Should China, Japan and other nations, which have recycled their trade dollars through their Treasuries holdings, suddenly decide to whittle them down, markets could be in for a rough ride.

Such a retaliatory move, in the wake of Trump's first big protectionist action, comes at a time when foreign demand for U.S. debt is seen critical to offset an expected surge in federal borrowing needs, analysts and investors said on Friday.

"The threats are real," said Kristina Hooper, chief global market strategist at Invesco in New York.  "We need more foreign demand, not less."

To be sure, it is unlikely that Beijing, Tokyo and other overseas central banks would dump Treasuries altogether, if at all, analysts and investors said.
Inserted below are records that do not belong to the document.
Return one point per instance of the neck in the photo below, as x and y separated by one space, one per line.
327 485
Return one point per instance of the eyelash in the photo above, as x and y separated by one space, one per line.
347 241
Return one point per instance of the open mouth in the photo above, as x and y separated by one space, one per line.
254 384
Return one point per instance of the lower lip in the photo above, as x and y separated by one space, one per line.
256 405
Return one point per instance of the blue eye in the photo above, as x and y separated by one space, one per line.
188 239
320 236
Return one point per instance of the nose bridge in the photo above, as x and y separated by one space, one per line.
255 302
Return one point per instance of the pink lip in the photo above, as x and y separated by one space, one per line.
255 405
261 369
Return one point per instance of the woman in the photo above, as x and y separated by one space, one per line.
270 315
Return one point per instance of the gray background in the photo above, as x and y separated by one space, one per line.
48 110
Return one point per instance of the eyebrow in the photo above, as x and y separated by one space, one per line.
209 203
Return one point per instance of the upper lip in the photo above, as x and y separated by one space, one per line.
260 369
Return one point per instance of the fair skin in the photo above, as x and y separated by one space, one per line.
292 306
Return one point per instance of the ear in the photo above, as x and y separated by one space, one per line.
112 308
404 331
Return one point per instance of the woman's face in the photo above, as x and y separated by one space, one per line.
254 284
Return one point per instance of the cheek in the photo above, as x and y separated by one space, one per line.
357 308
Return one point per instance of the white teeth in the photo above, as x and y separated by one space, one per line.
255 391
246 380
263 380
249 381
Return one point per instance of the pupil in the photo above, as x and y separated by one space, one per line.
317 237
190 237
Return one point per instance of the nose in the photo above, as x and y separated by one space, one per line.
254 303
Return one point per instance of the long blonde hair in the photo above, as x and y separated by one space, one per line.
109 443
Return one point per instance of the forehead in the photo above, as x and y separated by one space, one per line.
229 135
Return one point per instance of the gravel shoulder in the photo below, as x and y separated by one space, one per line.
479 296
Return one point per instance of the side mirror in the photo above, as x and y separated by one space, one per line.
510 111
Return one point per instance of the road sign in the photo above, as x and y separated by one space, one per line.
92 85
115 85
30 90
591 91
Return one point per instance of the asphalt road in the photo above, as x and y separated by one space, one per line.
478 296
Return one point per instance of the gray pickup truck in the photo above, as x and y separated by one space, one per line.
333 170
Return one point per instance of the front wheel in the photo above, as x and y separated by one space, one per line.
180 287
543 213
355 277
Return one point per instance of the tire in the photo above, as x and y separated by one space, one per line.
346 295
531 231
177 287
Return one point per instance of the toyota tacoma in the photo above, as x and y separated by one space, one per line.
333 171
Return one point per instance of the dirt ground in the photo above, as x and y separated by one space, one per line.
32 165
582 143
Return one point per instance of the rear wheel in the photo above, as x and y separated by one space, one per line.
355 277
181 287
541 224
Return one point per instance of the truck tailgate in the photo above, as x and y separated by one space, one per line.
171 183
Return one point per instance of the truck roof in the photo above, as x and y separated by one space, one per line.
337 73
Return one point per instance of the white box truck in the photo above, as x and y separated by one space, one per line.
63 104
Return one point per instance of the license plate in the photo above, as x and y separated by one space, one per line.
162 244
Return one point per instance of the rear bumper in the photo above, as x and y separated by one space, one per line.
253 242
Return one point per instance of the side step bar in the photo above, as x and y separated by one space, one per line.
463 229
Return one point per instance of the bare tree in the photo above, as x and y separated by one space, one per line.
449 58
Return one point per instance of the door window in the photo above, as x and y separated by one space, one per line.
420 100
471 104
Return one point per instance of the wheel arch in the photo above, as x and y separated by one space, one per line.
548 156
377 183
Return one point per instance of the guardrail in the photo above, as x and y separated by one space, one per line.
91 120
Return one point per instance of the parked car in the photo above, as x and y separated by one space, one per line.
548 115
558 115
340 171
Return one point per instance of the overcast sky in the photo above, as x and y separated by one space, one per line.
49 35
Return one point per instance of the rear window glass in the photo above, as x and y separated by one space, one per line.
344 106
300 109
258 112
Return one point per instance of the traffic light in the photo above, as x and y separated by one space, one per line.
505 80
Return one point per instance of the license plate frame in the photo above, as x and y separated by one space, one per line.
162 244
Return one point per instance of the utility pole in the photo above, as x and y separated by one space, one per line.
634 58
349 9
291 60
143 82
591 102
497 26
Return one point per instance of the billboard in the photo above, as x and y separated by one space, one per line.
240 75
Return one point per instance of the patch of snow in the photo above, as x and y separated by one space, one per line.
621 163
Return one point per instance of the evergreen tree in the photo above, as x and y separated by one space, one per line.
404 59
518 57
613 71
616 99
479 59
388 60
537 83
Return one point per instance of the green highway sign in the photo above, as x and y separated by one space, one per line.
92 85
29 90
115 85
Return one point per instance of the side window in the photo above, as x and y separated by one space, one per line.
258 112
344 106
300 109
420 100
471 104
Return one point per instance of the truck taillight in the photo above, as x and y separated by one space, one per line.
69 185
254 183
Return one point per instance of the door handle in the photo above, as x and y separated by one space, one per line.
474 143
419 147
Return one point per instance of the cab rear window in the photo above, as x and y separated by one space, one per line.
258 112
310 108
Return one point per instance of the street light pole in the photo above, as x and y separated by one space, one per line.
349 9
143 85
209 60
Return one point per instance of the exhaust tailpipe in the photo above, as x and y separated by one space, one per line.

Countries could wind up torching their own U.S. bond investments, without winning any guaranteed gains from Washington, they said.

"They already own a lot of them.  They would be shooting themselves in the foot," said Jack McIntyre, portfolio manager at Brandywine Global Investment Management in Philadelphia.

China has been threatening to dump U.S. debt for years, so nothing new there.  And it would have to be a pretty bad trade war for countries to tank their own economies to get back at the U.S.

But that doesn't mean there aren't serious repercussions being considered by our trading partners.

Reuters:

Major U.S. trade partners are likely to hit back.

Europe has drawn up a list of U.S. products on which to apply tariffs if Trump follows through on his plan.

"We will put tariffs on Harley-Davidson, on bourbon and on blue jeans – Levi's," European Commission President Jean-Claude Juncker told German television.

Trump's threats to unleash a trade war over steel crushed any hopes of substantial progress in current talks with Canada and Mexico to rework the North American Free Trade Agreement, heightening fears for the trade deal's future.

Canadian Prime Minister Justin Trudeau said any U.S. tariffs on steel and aluminum would be "absolutely unacceptable" and vowed to continue to engage with U.S. officials on the issue.

The International Monetary Fund also expressed concern, saying the proposed tariffs would likely damage the U.S. economy and those of other nations.

The U.S. is the third largest producer of steel in the world but also the world's biggest importer.  No one expects U.S. steel plants shuttered for 50 years to rise from the dead if we slap a tariff on imports, but it's generally agreed that protectionist action would create thousands of jobs.

But any tariffs would likely lead to a net loss of jobs in some other industries that are heavily dependent on exporting their goods.  It's why, despite the president's boast, trade wars are not good and are never easy to win.  In fact, if the past is any indication, there will be only losers.

Thomas Lifson adds:

We are a long way from actual moves to impose tariffs.  President Trump, in his usual pattern, is throwing out a provocation to see what kind of response comes.  That helps him formulate his further strategy, which will include actual administrative measures and possibly legislation.

Trump has made it clear that there are national security reasons to maintain steel and aluminum industrial capabilities in the United States.  That is a legitimate – indeed, a wise – reason to question the overall benefits of freer trade.

In reality TV terms, this is the trailer for the series to follow.